HELOOOOOOOOOOOOOOOOO AGAIN ITS ABDELJALIL WITH NEW PROJECT
SPAM EMAIL DETECTION USING SVM MACHINE LEARNING ALGORITHME ---> IMPORTING DATASET ---> EXTRUCTE FEATURES AND SPLIT DATASETS ---> TRAINING THE MODEL AND TUNE PARAMETERS ---> BUILD FINAL SYSTEM RECOGNITION
FOR IMPORTING THE DATASET I IMPORT 4 DATA SETS FROM KAGGLE WEB SITE 5572 , 83K , 179 , 5931 SAMPLES IN EACH
ONE THE REASON THAT I USE ALL THIS DATASET TO MAKE A EQUALITY BETWEEN THE SPAM AND HAM SAMPLES USED IN MY SYSTEM
I DOWNLOAD ALL THIS DATASETS AS CSV FILES AND STORE THEM IN FILE IN SIDE THE PROJECT FILE
I CREATE DATASETGENERATOR.py FOR MAKE DATA SET READY FOR USING INSIDE THE FILE I CREATE A CONNECTION WITH MYSQL DATABASE (I PREFER TO USE MYSQLTABLES NOT CSVFILES BECAUSE I HAVE A WHILE WORKING WITH TABLES )

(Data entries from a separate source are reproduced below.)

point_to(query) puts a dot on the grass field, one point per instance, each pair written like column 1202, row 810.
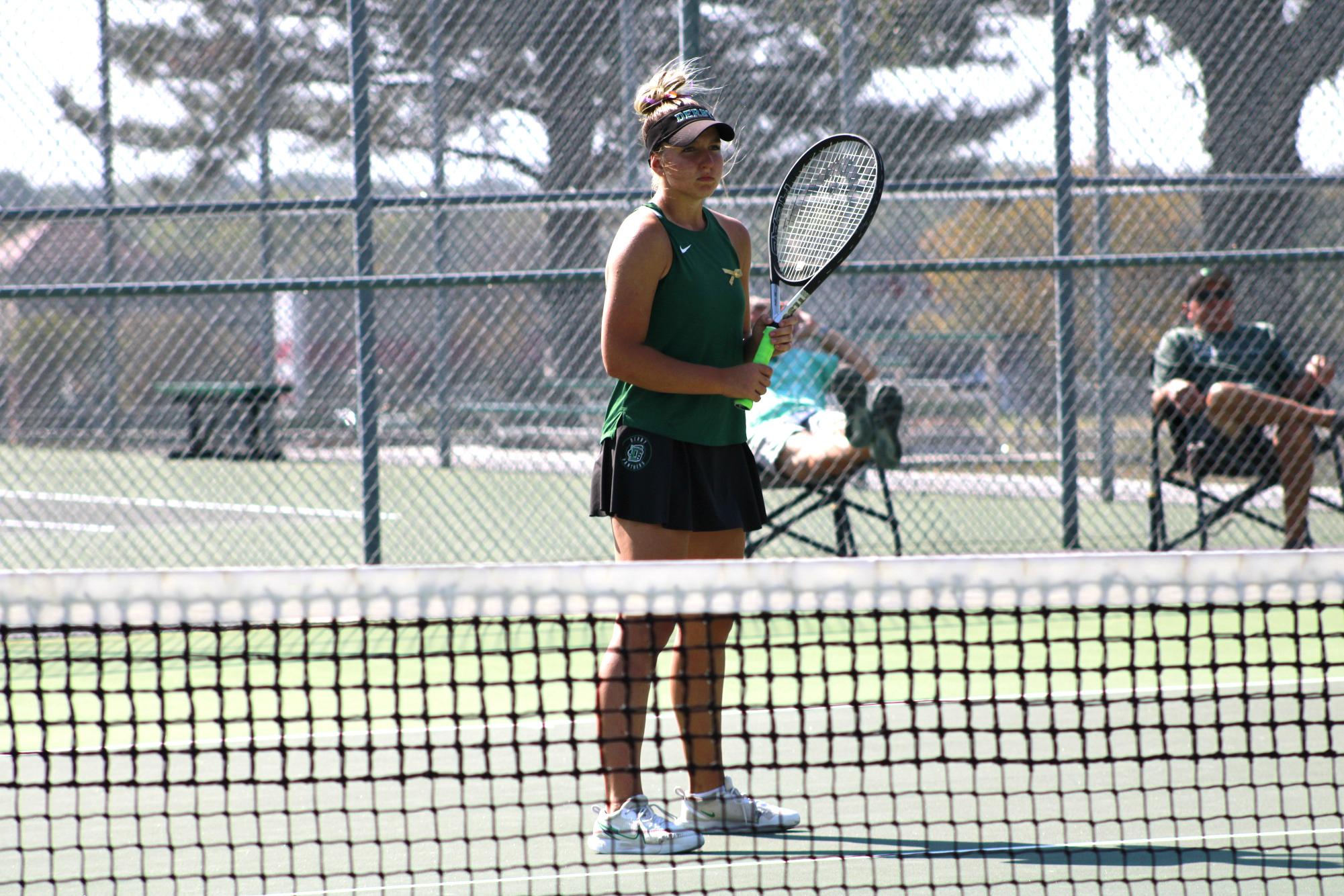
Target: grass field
column 96, row 510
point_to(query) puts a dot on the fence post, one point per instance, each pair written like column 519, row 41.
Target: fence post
column 688, row 29
column 264, row 175
column 365, row 331
column 1105, row 406
column 846, row 61
column 439, row 138
column 1066, row 367
column 107, row 139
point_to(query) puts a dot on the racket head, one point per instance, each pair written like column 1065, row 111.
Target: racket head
column 823, row 209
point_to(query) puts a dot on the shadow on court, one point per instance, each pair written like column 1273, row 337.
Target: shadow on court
column 1022, row 854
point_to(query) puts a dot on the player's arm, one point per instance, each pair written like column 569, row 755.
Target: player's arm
column 757, row 314
column 1316, row 375
column 1169, row 388
column 640, row 257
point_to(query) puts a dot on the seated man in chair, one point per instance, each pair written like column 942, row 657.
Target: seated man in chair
column 791, row 431
column 1219, row 381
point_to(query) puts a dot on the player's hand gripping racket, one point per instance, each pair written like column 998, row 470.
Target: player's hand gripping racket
column 824, row 205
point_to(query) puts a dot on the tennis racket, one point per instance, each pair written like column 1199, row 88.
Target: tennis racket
column 820, row 214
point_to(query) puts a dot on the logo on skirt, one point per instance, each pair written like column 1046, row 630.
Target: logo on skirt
column 637, row 453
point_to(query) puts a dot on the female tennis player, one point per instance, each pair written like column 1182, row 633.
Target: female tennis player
column 675, row 474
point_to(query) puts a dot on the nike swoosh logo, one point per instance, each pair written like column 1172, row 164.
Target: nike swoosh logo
column 617, row 834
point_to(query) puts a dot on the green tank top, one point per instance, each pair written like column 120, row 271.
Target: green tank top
column 697, row 318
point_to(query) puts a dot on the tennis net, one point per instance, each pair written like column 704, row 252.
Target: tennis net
column 1012, row 725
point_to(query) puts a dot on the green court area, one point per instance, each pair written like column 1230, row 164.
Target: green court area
column 101, row 510
column 924, row 750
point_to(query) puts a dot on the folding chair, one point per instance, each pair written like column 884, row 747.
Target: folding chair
column 820, row 496
column 1198, row 453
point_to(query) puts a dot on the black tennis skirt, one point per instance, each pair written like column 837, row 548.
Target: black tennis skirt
column 655, row 479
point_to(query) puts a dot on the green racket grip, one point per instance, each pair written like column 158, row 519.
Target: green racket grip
column 765, row 351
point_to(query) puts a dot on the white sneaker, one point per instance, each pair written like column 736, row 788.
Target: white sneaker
column 639, row 827
column 730, row 812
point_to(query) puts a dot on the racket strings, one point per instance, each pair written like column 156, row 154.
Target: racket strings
column 825, row 206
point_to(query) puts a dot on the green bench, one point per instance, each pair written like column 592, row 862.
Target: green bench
column 212, row 404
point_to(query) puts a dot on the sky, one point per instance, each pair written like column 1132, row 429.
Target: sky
column 1155, row 120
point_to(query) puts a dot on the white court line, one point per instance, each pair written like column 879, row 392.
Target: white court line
column 182, row 504
column 800, row 859
column 62, row 527
column 539, row 723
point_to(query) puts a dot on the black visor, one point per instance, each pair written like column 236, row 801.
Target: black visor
column 680, row 128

OK I CREATE A BLOCK TO EACH DATASET IMPORT THE CSV FILE , OPEN IT , REMOUVE THE HEADER THEN START SORT THE FILE IN MYSQL TABLES HAVE TOW COLUMNS ONE FOR LABEL AND THE OTHER FOR EMAILMESSAGE THIES TABELS CALLED dataset{k} k number take values from 1 to 4 ONE FOR EACH DATA SET
NEXT CREATE A NEW TABLE CALLED FINALDATASETTABLES COMTAINE ALL FOUR DATASETS FINALLY I GET 94k SAMPLE OF TOTAL IN MY DATA SET
WHEN I CLACULATE THE NUMBERS OF SEMPLES OF EACH LABEL OR CLASS I FUND 44K BY 43K BUT INFRONTLY I CANT USE IT ALL
OK TILL NOW I BUILD A NEW DATASET FROM SOME PARTS AND IM READY FOR NEXT STEP
THE SECOND STEP START BY CREATING A FUNCTION TO PREPROSSECING THE DATASET MESSEGE FROM SOME NOISE LIKE , MULTIWHITSPACING , AND ALL LINK CHARS LIKE and or if while...... USING RE LIBRARY AND REGULAR EXPRISSION FULLY IMPORTED BY GOOGLE , THENEXT STEP IS LOADE OUR DATASET FROM MYSQL DATABASE THE START EXTRUCT FEATURES USING SOME FUNCTIONS , BY THE WAY THE USED FEATURES ARE ( NUMBERS OF PHONENUMBERS IN MAIL , NUMBER OF LINK IN MAIL , PRESENCE OR ABCENCE OF CURRACNY SYMBOLS , RATE OF SPECIAL SYMBOLS IN MAIL , PRESENCE OR ABCENCE OF SPECIAL WORDS IN MAIL , THE UPPERCASE LETTERS RATE , AND BIG WORDS RATE )EACHE ONE OF THIS FEATURS ARE EXTRUCTED BY A FUNCTION RETURN A NUMERICAL VALUE TO USE IT LATER NEXT I MADE A SIMLE TEXT TO CHEK IF MY FUNCTIONS EXTRUCT FEATURES CORRECTLY FINE WHEN I CONFIRM THEY WORK WELL I CALL MY DATASET TABLE ROW BY ROW EXTRUCT FEATURES FROM EACH ROW THEN SAVE IT IN NEW MYSQL TABLE CALLED FINALDATASETFEATURESTABLES ALSO TRANSFER LABELS FROM HAM AND SPAM TO 0 ANS 1 BECAUSE OF MODEL PARAMETERS SPECIFICATION DO THAT FOR ALL 94K SAMPLE AND STORET , THE NEXT STEP BEFOR I START SPLIT MY DATASET IS JUST REMOUVE THE EPTY EMAILS FROM FEATURES TABLE ( I DISCOVER THEM LATE AFTER I FIND SOME SPAM EMAILS AND ALL THERS FEARTURES ARE 0)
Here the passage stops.